The supporting cast is also fabulous, most notably Asivak Koostachin (“Run Woman Run”), who plays Valentina’s charming son, Joey, and Eugene Brave Rock (“Wonder Woman”), who steals an entire sequence as a socially awkward Craigslist stranger. Just as it says on the tin, the sprawling landscape of Montana factors heavily into the film; even though McGhee and Siegel were not familiar with the state before setting their film there, they and cinematographer Giles Nuttgens (“Hell or High Water”) make the most of its breathtaking landscapes and terrifying vastness.

Most of the flaws in this film can be traced to the script, which McGhee and Siegel also wrote, along with story help from Mike Spreter. Dialogue flows strangely in general, but especially between Cal and Erin. This 22- and 25-year-old speak with disquieting formality, their exchanges sounding more like poetic stanzas than conversation. Erin’s dialogue is particularly frustrating, her musings conjured up from nowhere in particular and her questions often rhetorical. It is as if she is speaking in riddles.

The plot also leaves something to be desired. The film’s ending feels at once expected and incongruous, and everything concludes too neatly, too soon. We see these characters go through incredible upheaval but get very little of the ensuing resolution. How can Cal and Erin heal from such turmoil? What would that look like? Other niggling details go unaddressed. (Like, while Cal is back at the ranch, who is taking care of Oscar Wilde the cat?)

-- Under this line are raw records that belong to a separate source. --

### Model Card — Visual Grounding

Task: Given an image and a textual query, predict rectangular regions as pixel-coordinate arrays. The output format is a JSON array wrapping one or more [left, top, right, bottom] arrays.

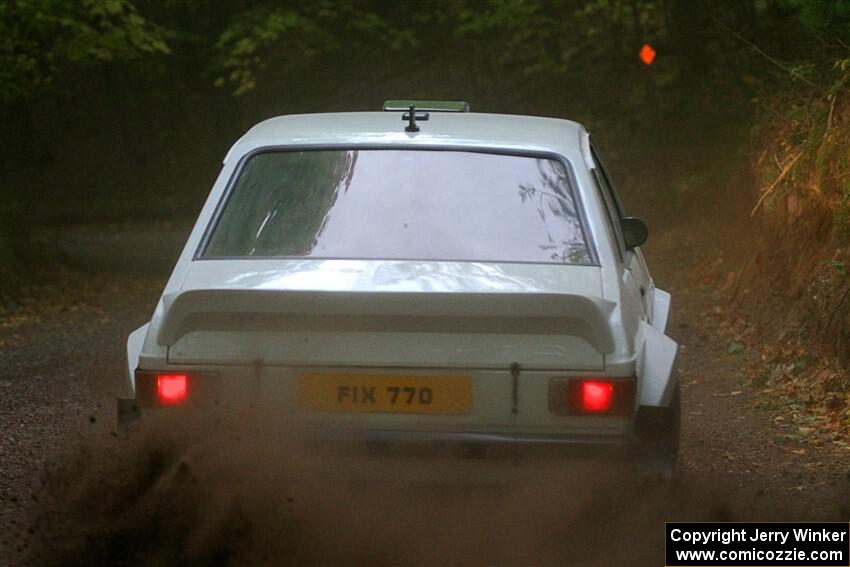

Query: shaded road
[[0, 221, 850, 566]]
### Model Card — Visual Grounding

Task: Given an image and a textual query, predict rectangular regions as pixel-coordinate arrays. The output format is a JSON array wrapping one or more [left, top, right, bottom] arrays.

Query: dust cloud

Still, “Montana Story” remains a worthwhile exercise, largely because it puts two stellar actors through a monumental emotional gauntlet, and they pass with flying colors. It’s also a fascinating piece of pandemic filmmaking — this was one of the few indie movies that actually completed production during COVID. The work is all the better for those restrictions, its pared-down cast and locations leaving plenty of room for the standout performances. It’s also set during the time of its filming, so medical masks make a (sporadic, strangely negligible) appearance.

“Montana Story” may not quite reach the depths it desires — it pales in comparison to another recent, thematically similar film, Nia DaCosta’s “Little Woods” — but it is, on the whole, impressive. Fans of Richardson and Teague will surely not want to miss this entry in their growing filmographies, nor should followers of McGhee and Siegel take this lockdown achievement for granted. Like Montana’s sprawling horizon, this film is often breathtaking and complex, if occasionally a little too bare.

“Montana Story” opens Friday in LA and NYC.